Google Wave is not about text, it’s about data infrastructure

Google unveiled a new service called Google Wave, a new live communication and collaboration platform. This new wave got some attention and lot’s of rumors started with speculations and predictions about how it would impact e-mail, instant messaging, and even Twitter.

Those articles were somehow superficial and focused too much on people “immediate” (as in chat) communication and collaboration. Like instant messaging wasn’t real time enough so Google came up with an upgrade with it’s new web application.

IMHO that’s only the tip of the iceberg. It’s not simply an improved way of communication. Putting directly: Google Wave is not about text it’s about data!

In order to understand Google Wave, we need to take a look at Google’s mission. If you visit the company’s website you can read it: “Google’s mission is to organize the world’s information and make it universally accessible and useful.”

Today they already know the current state of most somewhat-static data. Google’s Search Engine robots crawl’s the entire web gathering data from web pages processing html and the related separating presentation data and scripts from semantic data. They actually do a nice work and as the time passes they can identify trends and people’s behavior.

To fulfill it’s mission, Google needs more. It must know all information, at least all publicly available information by the time it is created, so Google can reduce the lead time for organizing and make it useful and available.

So here enters the new Google Wave, that will act as a distributed data processing pipeline.

Google’s announced that it was a new platform for communication and collaboration. But, this wave can go deep into the “communication” definition, transcending the simple layer that we all know about exchanging text messages to describe ideas, and build it’s representation: a document.

That’s not the first time Google tried something like that. Google Base was an attempt to group data and enable people to publish it. But Google Base wasn’t “fluid” and collaborative enough. There are lot’s of data that should be kept private and those data are stored in specific in house ways. This works as an entrance barrier, turning Google Base integration, a task with little appeal.

Google Wave solve this problem by being an open source platform divided in Client, Server and Protocol based on a real-time publishing strategy using the operational transformation technology.

This enables companies to have their on Wave Servers where some waves are kept private and other can be shared with another Wave Servers through the Google Wave Federation Protocol.

So basically any person’s action in the real world could generate a Wave transformation. Imagine that you buy something with your credit card. Your bank’s robot could publish this transaction, then your company’s ERP system could have a robot that monitors that wave and updates the company’s private cash flow wave, hosted on your own wave server.

Another internal robot, then updates the company’s public balance that is available in some shared wave that is visible to the internet through the Wave Federation Protocol providing transparent real-time information to investors that could have robots capable of using Wave’s Playback features to analyze the balance document history and evolution through time.
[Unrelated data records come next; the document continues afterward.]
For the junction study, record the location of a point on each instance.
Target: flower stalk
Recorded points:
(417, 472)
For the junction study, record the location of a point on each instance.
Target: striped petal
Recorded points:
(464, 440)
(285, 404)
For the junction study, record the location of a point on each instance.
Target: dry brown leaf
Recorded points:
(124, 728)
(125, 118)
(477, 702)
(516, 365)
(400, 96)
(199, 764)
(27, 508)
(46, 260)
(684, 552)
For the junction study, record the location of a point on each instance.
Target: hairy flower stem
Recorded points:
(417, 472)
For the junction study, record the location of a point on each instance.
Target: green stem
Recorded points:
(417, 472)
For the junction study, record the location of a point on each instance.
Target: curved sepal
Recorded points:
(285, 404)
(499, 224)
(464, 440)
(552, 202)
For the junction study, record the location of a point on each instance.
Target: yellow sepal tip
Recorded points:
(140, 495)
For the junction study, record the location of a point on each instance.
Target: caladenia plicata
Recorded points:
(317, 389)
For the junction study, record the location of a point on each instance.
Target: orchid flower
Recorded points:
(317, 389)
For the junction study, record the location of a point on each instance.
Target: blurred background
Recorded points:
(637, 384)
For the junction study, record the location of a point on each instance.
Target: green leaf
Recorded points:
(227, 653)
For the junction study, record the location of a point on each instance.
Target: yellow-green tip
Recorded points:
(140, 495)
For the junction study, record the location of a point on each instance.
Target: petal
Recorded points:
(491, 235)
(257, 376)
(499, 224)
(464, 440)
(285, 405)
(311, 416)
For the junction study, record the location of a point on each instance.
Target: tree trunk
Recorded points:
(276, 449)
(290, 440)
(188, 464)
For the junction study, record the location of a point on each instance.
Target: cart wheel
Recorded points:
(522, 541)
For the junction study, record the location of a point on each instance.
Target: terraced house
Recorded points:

This new way to transit and persist data make lot’s of sense if you analyze Google’s effort’s on developing it’s distributed storage named Big Table and making it available to users through Google App Engine. Then you can see a strong movement on the web development community to study and improve persistence strategies with initiatives like CouchDB.

It’s a new way to think the dynamics of data life cicle. It’s a new change from a imperative way of computing and storing data, defining how it is persisted at the minimal structured level, to a more declarative way of publishing data changes and letting the structure evolve as needed.